A common mistake founders make is to think they need to get to a place where the introducer would say: 

“I know/met this founder and they would like to meet you.” or “You are a SaaS investor and they are doing a SaaS company”

These intros do not seem to have any explicit or implicit endorsement and seems more like the introducer is trying to do the founder a favor because the founder asked to be introduced.

Imagine being the VC that gets that kind of intro above versus getting one of the following intros:

  • You should meet this founder!
  • I met this founder, and I was blown away by: their resourcefulness, their traction, their clever approach to entering the market, their stellar team (they have built incredible software), they are ex-[brand name]
  • I am investing in them!
  • I met them, and I’d have loved to invest in them if I could
  • You’d be dumb not to meet them

What you are aiming for is not simply an intro, but ideally an urgent and high-signal intro.

How to get an urgent and high-signal intro:

  1. Create a pitch that is clear, and gets to an exciting insight/signal from customers about what you are doing, has something truly interesting about the team or something unique about the technology.
  2. Work backwards from the intro you would like someone to make – what would you like them to say that captures that one thing that should grab the VC’s attention from everything else competing for their attention at that time – family, friends, significant other, Twitter, Instagram, Snap, meeting other founders, helping their portfolio companies etc

Who to ask cold intros from:

  1. Your existing network
  2. Your existing investors
  3. Founders you know
  4. Founders you do not know

How to reach the people who will make the high-signal intros:

  1. Research investors you are trying to reach – this is your investor list
  2. Cold outreach to founders they have recently invested in (don’t overthink the fit, yes similar space helps, but good founders (even if they are in a different space) can see opportunity across domains)
  3. Cold outreach – Email and LinkedIn —- Short message which contains these elements for a good cold outreach: 
  • be upfront about why you are contacting them
  • state what you do clearly
  • 1-2 things that should grab their attention
  • if space allows, something that helps signal it is safe/worthwhile to meet you (I hate using brand to define my identity, but if you have a brand you are associated with that could help signal this, you could use that – eg, you are ex-Google, etc.)

Email example:

Hi x,

I’m the cofounder/CEO of [Y], and we are looking to talk to your investor [VC1]. Y connects people to job opportunities in electrical engineering, and we have been adding users at the rate of 30% MoM. We have found that this market is completely fragmented and both electrical engineers and firms benefit because we bring down the search time from 6 months to 3 days. Would love to share what we are working on, and if compelling to you, would love your intro. Are you available for a 20 min call over the next week or so?

LinkedIn example:

Hi x, I’m the cofounder/CEO of [Y} that connect electrical engineers to jobs, and we are growing users 30% MoM. We are raising and would love to talk to VC1. Would you be up for a 20 min call and if compelling to you, make an intro to VC1?

Remember that what you write and what you say and how you come across during the call will shape a yes or a no for intro, and also potentially shape why the person will intro you — and potentially what they will say in the intro message to the VC.

4. Refine your outreach pitch as you do these outreaches.

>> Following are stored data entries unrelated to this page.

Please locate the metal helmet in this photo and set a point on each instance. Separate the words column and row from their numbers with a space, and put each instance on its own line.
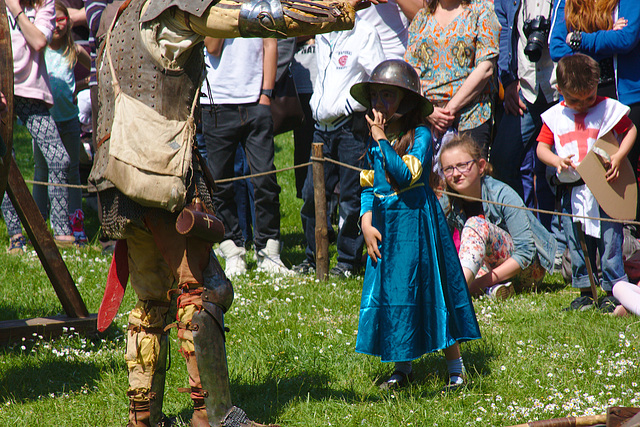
column 397, row 73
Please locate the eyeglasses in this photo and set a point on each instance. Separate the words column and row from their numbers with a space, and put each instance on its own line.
column 463, row 168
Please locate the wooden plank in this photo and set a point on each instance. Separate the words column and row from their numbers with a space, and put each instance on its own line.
column 48, row 327
column 320, row 200
column 44, row 245
column 6, row 85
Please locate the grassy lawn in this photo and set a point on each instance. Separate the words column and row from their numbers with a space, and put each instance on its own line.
column 291, row 351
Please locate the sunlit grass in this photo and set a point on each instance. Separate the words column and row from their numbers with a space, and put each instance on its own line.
column 292, row 360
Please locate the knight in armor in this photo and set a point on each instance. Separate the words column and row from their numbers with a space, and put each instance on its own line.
column 151, row 54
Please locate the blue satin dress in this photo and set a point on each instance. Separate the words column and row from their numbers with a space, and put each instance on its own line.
column 414, row 299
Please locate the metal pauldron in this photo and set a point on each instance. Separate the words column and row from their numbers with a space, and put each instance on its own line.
column 262, row 18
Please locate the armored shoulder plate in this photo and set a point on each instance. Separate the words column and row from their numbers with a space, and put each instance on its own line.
column 260, row 18
column 193, row 7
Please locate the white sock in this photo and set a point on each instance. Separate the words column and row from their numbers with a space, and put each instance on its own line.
column 455, row 367
column 404, row 367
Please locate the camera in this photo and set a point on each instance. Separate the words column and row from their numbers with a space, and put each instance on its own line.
column 537, row 32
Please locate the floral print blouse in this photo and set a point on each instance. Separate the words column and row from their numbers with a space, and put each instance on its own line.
column 444, row 57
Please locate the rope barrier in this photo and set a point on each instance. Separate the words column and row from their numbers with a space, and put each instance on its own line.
column 542, row 211
column 51, row 184
column 355, row 168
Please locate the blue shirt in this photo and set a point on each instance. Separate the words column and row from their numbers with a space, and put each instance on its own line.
column 528, row 234
column 621, row 44
column 63, row 83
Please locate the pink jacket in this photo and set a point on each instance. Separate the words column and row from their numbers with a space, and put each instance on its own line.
column 29, row 70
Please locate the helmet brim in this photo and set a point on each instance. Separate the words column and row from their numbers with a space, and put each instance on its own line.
column 361, row 93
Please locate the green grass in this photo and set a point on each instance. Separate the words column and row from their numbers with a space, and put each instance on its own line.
column 291, row 352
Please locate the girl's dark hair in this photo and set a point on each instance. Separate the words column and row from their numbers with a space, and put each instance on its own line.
column 408, row 124
column 577, row 74
column 431, row 5
column 68, row 43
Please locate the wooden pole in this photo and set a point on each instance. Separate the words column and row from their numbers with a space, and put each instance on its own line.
column 587, row 262
column 44, row 245
column 587, row 420
column 320, row 200
column 6, row 86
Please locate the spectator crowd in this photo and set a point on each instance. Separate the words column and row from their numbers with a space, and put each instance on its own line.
column 519, row 91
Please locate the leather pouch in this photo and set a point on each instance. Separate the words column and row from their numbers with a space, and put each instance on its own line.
column 193, row 221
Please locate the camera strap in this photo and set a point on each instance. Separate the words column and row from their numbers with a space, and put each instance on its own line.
column 525, row 12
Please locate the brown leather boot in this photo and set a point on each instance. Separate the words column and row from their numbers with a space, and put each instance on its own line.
column 199, row 418
column 139, row 414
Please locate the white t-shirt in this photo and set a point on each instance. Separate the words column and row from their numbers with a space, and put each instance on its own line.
column 344, row 58
column 235, row 77
column 392, row 27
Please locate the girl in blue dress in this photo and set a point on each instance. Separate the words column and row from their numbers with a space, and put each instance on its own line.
column 415, row 299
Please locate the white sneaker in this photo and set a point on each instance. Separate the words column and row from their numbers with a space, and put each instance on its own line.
column 234, row 256
column 269, row 259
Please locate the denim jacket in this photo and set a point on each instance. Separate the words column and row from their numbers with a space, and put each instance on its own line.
column 530, row 238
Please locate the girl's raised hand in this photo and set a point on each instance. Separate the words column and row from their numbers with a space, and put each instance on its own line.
column 620, row 24
column 376, row 125
column 371, row 238
column 565, row 163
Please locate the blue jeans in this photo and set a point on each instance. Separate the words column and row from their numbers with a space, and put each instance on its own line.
column 342, row 145
column 513, row 156
column 224, row 127
column 609, row 245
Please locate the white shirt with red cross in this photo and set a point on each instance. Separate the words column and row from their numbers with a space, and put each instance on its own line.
column 575, row 133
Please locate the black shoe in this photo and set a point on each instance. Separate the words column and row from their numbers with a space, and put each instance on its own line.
column 582, row 303
column 401, row 380
column 342, row 270
column 305, row 267
column 454, row 383
column 608, row 304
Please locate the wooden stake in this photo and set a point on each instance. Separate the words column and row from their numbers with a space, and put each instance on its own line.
column 320, row 200
column 587, row 261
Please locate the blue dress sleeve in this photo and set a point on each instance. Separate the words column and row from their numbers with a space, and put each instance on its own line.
column 407, row 170
column 366, row 197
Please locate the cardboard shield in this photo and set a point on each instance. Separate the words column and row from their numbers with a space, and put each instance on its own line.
column 618, row 198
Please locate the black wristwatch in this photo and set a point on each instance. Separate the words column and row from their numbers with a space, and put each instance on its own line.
column 575, row 41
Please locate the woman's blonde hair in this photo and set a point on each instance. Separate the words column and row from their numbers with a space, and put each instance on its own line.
column 588, row 15
column 68, row 43
column 31, row 4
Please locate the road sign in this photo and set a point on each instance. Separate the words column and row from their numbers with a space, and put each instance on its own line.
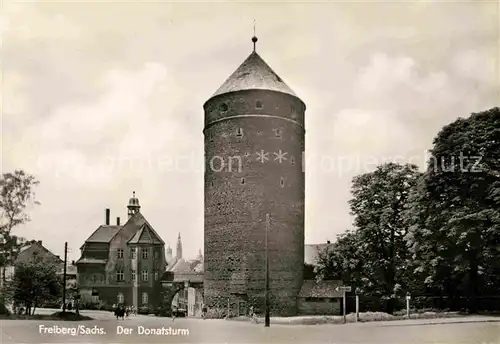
column 343, row 289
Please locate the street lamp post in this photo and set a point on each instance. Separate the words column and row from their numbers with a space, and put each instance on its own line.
column 357, row 304
column 267, row 316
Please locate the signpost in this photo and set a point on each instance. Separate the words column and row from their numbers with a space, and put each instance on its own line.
column 343, row 289
column 408, row 298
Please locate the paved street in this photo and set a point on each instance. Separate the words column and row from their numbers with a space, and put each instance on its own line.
column 454, row 331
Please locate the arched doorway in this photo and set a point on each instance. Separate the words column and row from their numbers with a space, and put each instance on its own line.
column 188, row 300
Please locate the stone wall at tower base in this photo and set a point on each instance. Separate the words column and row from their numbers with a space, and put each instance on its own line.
column 239, row 304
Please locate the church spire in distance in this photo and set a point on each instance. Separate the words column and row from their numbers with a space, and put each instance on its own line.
column 254, row 38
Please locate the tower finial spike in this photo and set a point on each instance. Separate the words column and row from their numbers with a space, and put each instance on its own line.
column 254, row 38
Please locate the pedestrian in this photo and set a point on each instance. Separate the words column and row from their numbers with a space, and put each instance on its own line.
column 174, row 313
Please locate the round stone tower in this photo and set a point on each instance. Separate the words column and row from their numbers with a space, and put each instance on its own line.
column 254, row 144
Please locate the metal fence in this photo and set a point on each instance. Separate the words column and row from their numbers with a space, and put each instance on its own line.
column 490, row 303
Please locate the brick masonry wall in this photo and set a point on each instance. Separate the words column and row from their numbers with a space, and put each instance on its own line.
column 240, row 190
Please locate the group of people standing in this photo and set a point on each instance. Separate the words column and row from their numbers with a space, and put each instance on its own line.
column 122, row 311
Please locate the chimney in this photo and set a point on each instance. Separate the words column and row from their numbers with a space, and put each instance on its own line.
column 108, row 214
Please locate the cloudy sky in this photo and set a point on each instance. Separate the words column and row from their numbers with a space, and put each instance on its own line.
column 101, row 99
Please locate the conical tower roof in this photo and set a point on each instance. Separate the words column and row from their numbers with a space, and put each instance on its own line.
column 254, row 74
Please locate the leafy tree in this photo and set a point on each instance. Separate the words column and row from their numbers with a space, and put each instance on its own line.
column 343, row 261
column 309, row 272
column 16, row 194
column 380, row 199
column 35, row 282
column 455, row 213
column 374, row 256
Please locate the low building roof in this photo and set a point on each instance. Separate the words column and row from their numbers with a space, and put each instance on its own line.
column 320, row 289
column 103, row 234
column 35, row 248
column 91, row 261
column 146, row 235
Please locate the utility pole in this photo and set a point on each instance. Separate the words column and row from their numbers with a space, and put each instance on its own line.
column 64, row 275
column 267, row 317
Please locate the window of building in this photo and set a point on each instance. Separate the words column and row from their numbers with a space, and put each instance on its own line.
column 242, row 308
column 224, row 107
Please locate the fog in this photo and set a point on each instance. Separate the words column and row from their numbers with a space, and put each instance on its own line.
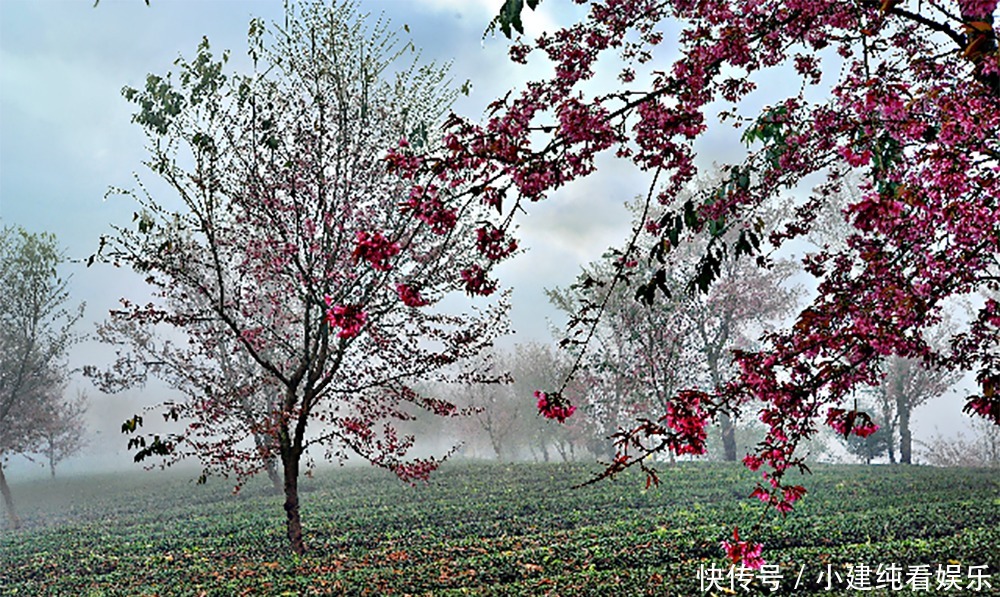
column 66, row 137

This is a numbers game, but if done well, can create asymmetric outcomes. Say you were connecting with a founder about VC1, and you get on the call and they are bullish about you. Now they are likely going to connect you to VC1 but also other investors they know. If they are connecting you to VC1 and they do not intro to other investors, be sure to ask them if there are other investors you should be talking to and if they’d be willing to make the intro!